„Die Nordkurve ist mein Wohnzimmer“

„Ich bereue diese Liebe nicht“ – es ist ein Bekenntnis zu einer nicht immer einfachen Beziehung. Und es klingt immer ein wenig nach Entschuldigung, nach Rechtfertigung. Als ob man sagen wollte: „Okay, er ist nicht hübsch und auch nicht erfolgreich, aber er ist ein guter Kerl.“

Claudia Marsching hat es oft genug erlebt, dass man ihrer Liebe mit Unverständnis begegnet. Auch mit Häme. „Das muss man einstecken“, sagt die 46-Jährige und macht dabei den Eindruck, als ob es ihre Gefühle nur noch stärker macht. Claudia Marsching ist Club-Fan mit Leib und Seele – und das schon seit 40 Jahren.

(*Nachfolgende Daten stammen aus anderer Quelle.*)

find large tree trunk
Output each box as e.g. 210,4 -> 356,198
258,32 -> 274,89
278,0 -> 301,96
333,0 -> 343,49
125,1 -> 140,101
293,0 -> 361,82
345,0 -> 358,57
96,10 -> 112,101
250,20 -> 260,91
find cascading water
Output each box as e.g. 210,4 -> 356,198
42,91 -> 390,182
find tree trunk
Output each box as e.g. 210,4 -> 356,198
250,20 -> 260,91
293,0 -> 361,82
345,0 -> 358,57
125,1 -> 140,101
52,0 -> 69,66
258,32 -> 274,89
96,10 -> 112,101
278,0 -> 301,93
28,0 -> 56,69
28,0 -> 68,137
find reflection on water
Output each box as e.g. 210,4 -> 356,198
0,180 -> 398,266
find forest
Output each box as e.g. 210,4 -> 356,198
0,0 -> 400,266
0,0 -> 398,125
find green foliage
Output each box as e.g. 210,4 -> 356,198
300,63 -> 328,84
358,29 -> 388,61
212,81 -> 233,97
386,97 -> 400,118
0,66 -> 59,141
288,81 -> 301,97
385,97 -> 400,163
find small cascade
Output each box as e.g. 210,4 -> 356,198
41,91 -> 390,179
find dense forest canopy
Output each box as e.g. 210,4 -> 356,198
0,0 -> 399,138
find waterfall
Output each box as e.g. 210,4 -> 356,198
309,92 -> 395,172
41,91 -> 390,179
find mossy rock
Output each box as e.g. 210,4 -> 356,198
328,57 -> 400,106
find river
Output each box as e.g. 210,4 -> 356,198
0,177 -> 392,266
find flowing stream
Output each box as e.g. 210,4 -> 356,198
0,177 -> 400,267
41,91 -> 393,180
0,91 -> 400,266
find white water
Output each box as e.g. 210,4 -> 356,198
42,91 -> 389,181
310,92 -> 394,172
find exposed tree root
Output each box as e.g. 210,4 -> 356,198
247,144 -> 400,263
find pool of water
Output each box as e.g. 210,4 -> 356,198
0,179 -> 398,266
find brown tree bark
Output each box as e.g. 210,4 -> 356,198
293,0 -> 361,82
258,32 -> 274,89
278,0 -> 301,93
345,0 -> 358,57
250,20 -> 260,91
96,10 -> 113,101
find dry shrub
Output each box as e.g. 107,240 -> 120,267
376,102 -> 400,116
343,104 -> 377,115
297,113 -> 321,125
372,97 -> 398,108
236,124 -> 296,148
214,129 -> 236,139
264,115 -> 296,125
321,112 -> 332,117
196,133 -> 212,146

Es begann mit einer kindlichen Trotzreaktion. Claudia war noch im Grundschulalter, als der Club erstmals ihr Herz berührte. Sie lebte damals mit ihrer Familie in Fürth. Alle hielten entweder zum FC Bayern oder zum Kleeblatt; für den 1. FC Nürnberg hatte keiner etwas übrig. Das Mädchen fühlte sich herausgefordert. „Worauf alle schimpfen, das muss gut sein“, dachte Claudia, die lieber gegen den Strom schwimmen wollte. Und so fieberte sie am Samstagabend in der Sportschau mit den Nürnbergern und ließ blöde Kommentare über ihren Verein über sich ergehen.

Mit elf Jahren stieg sie an einem Samstagnachmittag zum ersten Mal in die U-Bahn und fuhr mutterseelenallein in Richtung Stadion. Sie stellte sich mitten zwischen die Fans, beobachtete das Spiel und sog die Atmosphäre in sich auf. Die vielen Fahnen, die Gesänge, das Gebrüll – die Gymnasiastin war fasziniert von dieser rauen Welt, die für Außenstehende oft bedrohlich wirkt. Doch das Mädchen fand hier eine Heimat, fand Freunde. „Ich hatte nie Angst“, erinnert sie sich heute. Aber sie hatte auch das Glück, nie in eine brenzlige Situation hineingeraten zu sein. Im und ums Stadion fühlte sie sich immer sicher. Mit dem Club-Trikot und der Fan-Kutte durch Fürth zu spazieren war schlimmer und ungemütlicher, als zwischen Gleichgesinnten im Block zu stehen.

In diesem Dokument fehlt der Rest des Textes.